The second script, 01-speech-blstm.jl
, trains the network. It loads in the speech data extracted from 00-data.jl
and runs it through the network for 20 epochs, which is on average how long Graves & Schmidhuber needed to train the network for. (The number of epochs can be changed by modifying the value of the EPOCHS
variable in the script.) The script is run as
julia 01-speech-blstm.jl
At the end of each epoch, the script prints out the validation accuracy and saves a BSON file with the model's current weights.
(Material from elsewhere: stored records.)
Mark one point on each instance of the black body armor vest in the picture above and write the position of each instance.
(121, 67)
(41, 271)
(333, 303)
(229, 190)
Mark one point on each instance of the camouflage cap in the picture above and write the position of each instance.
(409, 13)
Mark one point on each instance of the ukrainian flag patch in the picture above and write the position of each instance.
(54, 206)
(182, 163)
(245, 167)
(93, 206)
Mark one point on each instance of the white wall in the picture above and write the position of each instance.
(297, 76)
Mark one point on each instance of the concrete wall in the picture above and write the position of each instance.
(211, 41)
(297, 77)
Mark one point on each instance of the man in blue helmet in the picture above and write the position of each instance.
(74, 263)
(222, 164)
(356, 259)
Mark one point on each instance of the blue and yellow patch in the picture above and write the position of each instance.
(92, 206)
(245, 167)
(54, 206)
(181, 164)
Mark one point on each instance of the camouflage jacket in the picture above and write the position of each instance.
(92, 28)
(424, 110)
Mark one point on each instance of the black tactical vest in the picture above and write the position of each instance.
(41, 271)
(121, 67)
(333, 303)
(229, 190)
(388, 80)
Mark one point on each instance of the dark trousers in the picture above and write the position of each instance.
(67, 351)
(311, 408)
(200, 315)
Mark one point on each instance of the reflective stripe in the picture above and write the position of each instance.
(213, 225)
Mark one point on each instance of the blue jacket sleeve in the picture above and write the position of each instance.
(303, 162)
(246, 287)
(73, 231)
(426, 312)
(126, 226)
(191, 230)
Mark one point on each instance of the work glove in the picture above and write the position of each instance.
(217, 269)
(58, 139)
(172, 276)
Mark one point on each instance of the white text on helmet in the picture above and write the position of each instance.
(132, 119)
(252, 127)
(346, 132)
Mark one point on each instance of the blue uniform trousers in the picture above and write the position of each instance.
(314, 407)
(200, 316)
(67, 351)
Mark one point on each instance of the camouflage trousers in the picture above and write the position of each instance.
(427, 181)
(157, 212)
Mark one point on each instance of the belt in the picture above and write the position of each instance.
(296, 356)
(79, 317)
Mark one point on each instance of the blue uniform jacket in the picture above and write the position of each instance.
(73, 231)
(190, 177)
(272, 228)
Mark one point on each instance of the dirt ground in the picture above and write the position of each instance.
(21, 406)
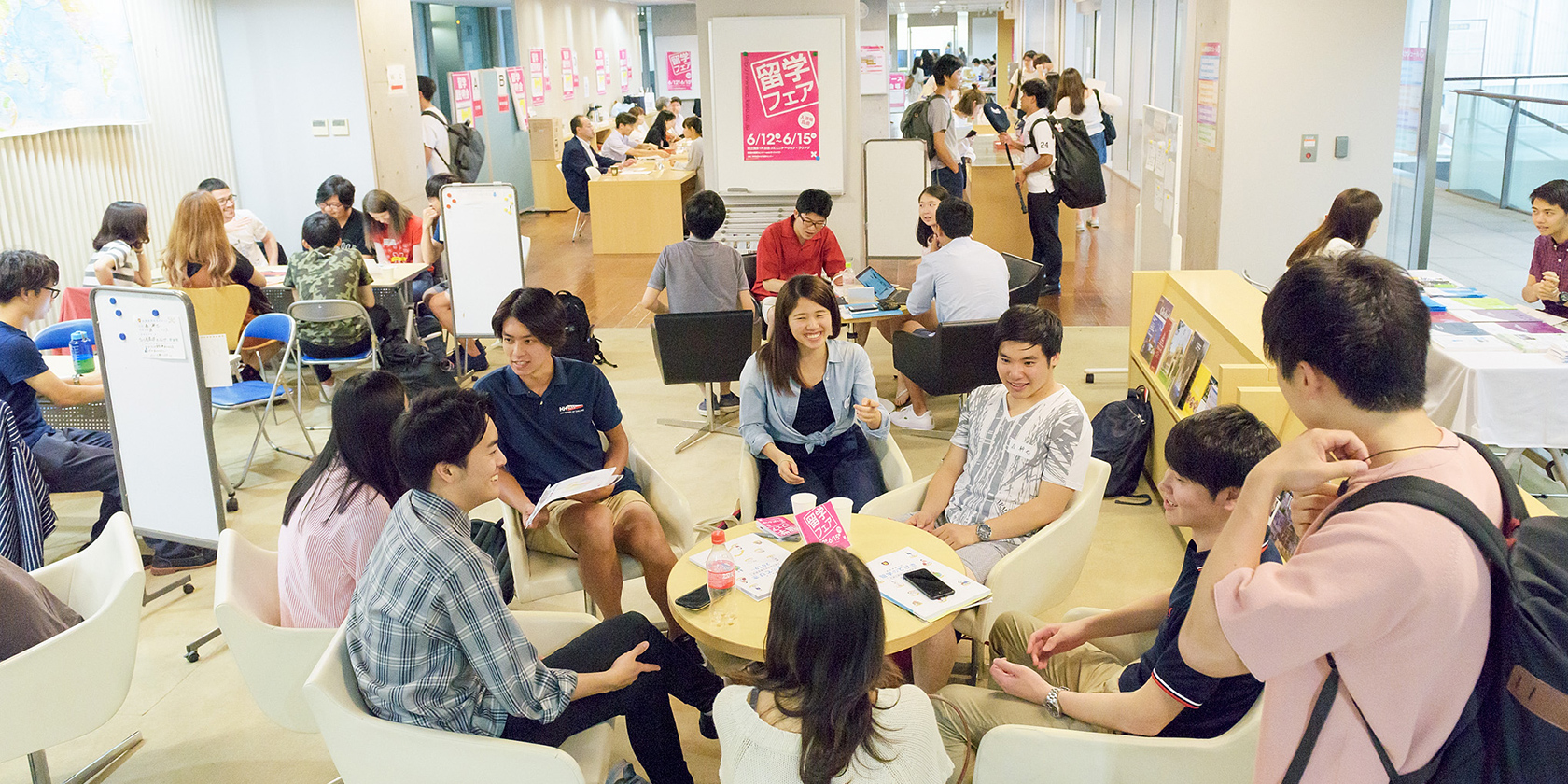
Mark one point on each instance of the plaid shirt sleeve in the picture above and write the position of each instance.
(511, 670)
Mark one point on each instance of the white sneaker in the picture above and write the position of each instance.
(905, 417)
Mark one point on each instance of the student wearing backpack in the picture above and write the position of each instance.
(1040, 145)
(1396, 596)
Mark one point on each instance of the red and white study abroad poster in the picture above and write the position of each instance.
(678, 71)
(778, 105)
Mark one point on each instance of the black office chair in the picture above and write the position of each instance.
(1023, 279)
(954, 361)
(703, 348)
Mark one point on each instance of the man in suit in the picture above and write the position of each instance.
(576, 157)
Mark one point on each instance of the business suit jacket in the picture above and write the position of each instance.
(574, 165)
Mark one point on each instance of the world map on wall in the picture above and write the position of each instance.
(66, 63)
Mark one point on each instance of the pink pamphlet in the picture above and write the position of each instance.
(822, 524)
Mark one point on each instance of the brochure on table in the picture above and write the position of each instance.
(891, 568)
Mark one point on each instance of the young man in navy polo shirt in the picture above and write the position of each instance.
(1049, 675)
(551, 413)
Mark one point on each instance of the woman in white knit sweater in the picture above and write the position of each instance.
(818, 691)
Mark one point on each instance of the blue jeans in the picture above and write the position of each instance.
(844, 466)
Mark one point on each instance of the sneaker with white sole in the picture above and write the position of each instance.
(905, 417)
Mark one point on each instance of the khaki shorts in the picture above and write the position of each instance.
(548, 539)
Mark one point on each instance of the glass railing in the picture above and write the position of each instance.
(1507, 143)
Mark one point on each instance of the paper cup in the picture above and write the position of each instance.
(802, 502)
(843, 507)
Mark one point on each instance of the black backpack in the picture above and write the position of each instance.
(466, 149)
(581, 343)
(1515, 725)
(1122, 438)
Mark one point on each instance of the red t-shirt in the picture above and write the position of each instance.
(783, 256)
(401, 248)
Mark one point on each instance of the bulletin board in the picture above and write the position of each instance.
(778, 104)
(161, 413)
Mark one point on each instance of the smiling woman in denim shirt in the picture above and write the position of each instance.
(806, 405)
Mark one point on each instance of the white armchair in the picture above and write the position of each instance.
(73, 682)
(1023, 754)
(273, 661)
(371, 749)
(539, 576)
(1037, 574)
(896, 474)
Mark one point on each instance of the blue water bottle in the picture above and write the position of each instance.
(82, 352)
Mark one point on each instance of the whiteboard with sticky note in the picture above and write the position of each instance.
(484, 251)
(159, 412)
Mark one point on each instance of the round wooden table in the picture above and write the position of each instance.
(869, 539)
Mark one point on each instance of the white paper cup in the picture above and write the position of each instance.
(843, 507)
(802, 502)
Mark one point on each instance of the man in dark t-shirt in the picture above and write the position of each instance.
(1049, 675)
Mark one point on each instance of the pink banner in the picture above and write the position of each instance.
(778, 105)
(678, 71)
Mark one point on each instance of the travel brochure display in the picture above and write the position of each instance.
(891, 568)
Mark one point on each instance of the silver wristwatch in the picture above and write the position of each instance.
(1053, 705)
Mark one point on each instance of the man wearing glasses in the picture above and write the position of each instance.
(336, 198)
(69, 460)
(798, 245)
(246, 232)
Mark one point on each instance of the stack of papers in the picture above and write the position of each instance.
(891, 568)
(756, 563)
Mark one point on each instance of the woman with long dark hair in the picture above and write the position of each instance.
(816, 714)
(339, 505)
(808, 401)
(1349, 225)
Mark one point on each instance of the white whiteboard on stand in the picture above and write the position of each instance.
(161, 413)
(896, 171)
(730, 38)
(484, 253)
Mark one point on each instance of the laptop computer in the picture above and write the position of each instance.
(888, 295)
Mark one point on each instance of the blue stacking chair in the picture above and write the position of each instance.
(260, 396)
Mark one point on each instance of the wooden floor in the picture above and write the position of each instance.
(1097, 272)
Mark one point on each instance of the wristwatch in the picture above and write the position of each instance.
(1053, 705)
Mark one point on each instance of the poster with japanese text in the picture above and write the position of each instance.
(778, 105)
(678, 71)
(539, 77)
(601, 71)
(461, 96)
(568, 73)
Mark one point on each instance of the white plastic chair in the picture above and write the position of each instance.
(1037, 574)
(371, 749)
(273, 661)
(896, 475)
(539, 576)
(1023, 754)
(73, 682)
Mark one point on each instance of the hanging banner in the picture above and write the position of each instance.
(778, 105)
(678, 69)
(461, 96)
(518, 85)
(601, 71)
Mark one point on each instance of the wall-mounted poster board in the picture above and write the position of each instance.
(778, 107)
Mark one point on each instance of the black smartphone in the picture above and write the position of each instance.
(696, 599)
(929, 583)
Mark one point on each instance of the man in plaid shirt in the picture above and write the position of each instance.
(435, 645)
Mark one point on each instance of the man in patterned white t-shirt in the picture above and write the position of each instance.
(1019, 454)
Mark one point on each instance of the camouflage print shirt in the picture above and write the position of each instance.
(328, 273)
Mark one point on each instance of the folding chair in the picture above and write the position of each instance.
(259, 396)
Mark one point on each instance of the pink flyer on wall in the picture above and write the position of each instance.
(778, 105)
(678, 71)
(539, 77)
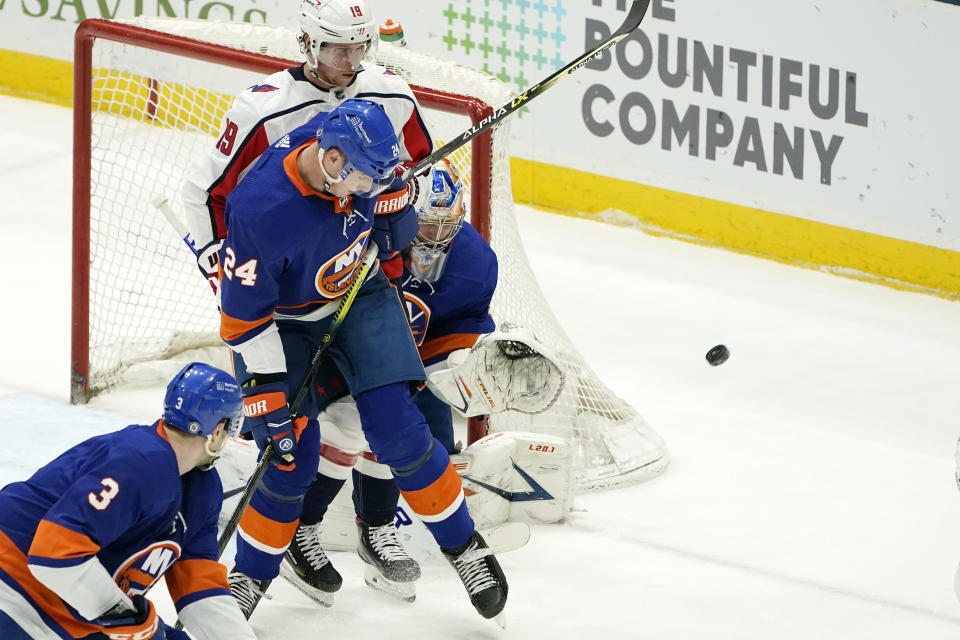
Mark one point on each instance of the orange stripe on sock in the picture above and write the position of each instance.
(438, 496)
(14, 563)
(56, 541)
(267, 531)
(191, 576)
After running through all the epochs, the script prints out the testing accuracy on the default holdout test set.
It is simple to use the model once it's been trained. Simply load in the model from the BSON file, and use the model(x)
function from 01-speech-blstm.jl
on some data prepared using the same procedure as in 00-data.jl
. The phoneme class numbers can be determined by using argmax
. The Flux
and BSON
packages will need to be loaded in beforehand.
using Flux, BSON
using Flux: flip, softmax
BSON.@load "model_epoch20.bson" forward backward output
BLSTM(x) = vcat.(forward.(x), flip(backward, x))
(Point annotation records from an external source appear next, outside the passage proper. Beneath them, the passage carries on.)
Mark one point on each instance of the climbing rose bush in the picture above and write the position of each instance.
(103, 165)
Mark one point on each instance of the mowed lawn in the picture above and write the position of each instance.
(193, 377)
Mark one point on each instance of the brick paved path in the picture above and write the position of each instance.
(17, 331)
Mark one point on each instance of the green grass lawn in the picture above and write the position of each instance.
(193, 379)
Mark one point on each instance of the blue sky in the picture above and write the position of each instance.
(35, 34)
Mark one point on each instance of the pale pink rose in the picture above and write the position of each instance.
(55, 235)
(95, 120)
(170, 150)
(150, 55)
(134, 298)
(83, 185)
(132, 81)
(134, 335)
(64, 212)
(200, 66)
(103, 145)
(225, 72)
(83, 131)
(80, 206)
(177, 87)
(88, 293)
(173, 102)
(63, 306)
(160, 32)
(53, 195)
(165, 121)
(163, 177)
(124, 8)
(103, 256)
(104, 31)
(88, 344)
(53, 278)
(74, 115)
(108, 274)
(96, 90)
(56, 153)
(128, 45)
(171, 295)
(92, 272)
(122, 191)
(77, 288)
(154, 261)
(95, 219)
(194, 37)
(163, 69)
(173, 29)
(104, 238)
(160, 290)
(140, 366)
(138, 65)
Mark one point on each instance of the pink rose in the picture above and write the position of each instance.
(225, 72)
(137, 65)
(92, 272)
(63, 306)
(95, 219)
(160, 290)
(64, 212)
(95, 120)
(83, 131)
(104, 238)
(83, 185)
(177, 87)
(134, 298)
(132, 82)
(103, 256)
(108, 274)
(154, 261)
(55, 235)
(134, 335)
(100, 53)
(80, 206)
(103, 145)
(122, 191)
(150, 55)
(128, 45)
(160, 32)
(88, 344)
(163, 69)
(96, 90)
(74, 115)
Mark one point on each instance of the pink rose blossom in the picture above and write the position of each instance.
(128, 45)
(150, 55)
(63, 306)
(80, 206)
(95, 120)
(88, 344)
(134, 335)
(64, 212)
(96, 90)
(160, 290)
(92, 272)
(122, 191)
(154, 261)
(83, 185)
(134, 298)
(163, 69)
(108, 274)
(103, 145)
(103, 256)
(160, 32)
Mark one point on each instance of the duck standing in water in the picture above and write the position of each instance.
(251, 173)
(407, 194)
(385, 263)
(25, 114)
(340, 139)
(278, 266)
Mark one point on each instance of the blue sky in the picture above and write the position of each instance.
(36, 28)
model(x) = softmax.(output.(BLSTM(x)))
ŷ = model(x) # where x is utterance you want to be transcribed
phonemes = argmax.(ŷ)
Garofalo, J. S., Lamel, L. F., Fisher, W. M., Fiscus, J. G., Pallett, D. S., & Dahlgren, N. L. (1993). The DARPA TIMIT acoustic-phonetic continuous speech corpus cdrom. Linguistic Data Consortium.
Graves, A., & Schmidhuber, J. (2005). Framewise phoneme classification with bidirectional LSTM and other neural network architectures. Neural Networks, 18(5-6), 602-610.